The best arcade I knew of limited how long one player could stay on the pinball instead of rigging the game, and were ALWAYS busy.
...Open Source isn't the only answer -- but it's almost always a better value than the alternatives...
The trouble with arcades these days is they are generally just not much fun. The games are too expensive and/or too complex. I miss the days when I could drop a single quarter in a machine and get a decent ten minutes out of it.
:)
Pinball machines got more complex then they needed to be in order to be fun. The cost of developing them went up, and so did the amount of custom parts, rate of failure, and cost of maintenance. I think the pinball manufacturers really went awry here. If they had stuck with affordable, sturdy machines that focused on what makes pinball great, maybe they'd still be making them.
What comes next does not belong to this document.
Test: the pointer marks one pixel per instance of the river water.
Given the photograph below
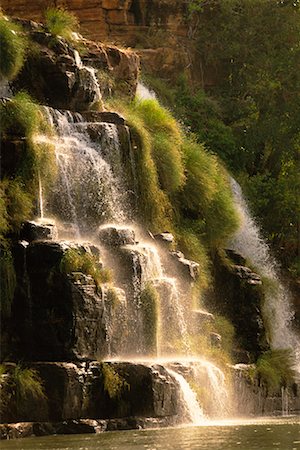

Every pinball machine seems to have to have a licensed franchise plastered on the front of it. What's up with that?!
Of the more modern machines, the ST:TNG machine was one of my favorites. I used to love Pinbot too.
Maybe some day some pinball-building vets will get together and realize that pinball machines could be profitable if they trim the fat.
This isn't an empty proclamation in the vein of "Usenet is dying" or "Linux on the desktop is dying." Pinball really is dying, and has been for the last four years or so. For the longest time, the two big pinball makers were Williams and Bally. Then Bally/Midway bought Williams, but Williams kept on as the number one name in pinball. Relatively late, Sega and Data East got into pinball. And now of those companies are not producing pinball machines *at all*. The only remaining maker is Stern, which hasn't been any kind of force in pinball or video games for twenty years.
It's as if all TV stations and cable channels folded, except for Lifetime. Would you laugh that off or consider it to be the impending death of television?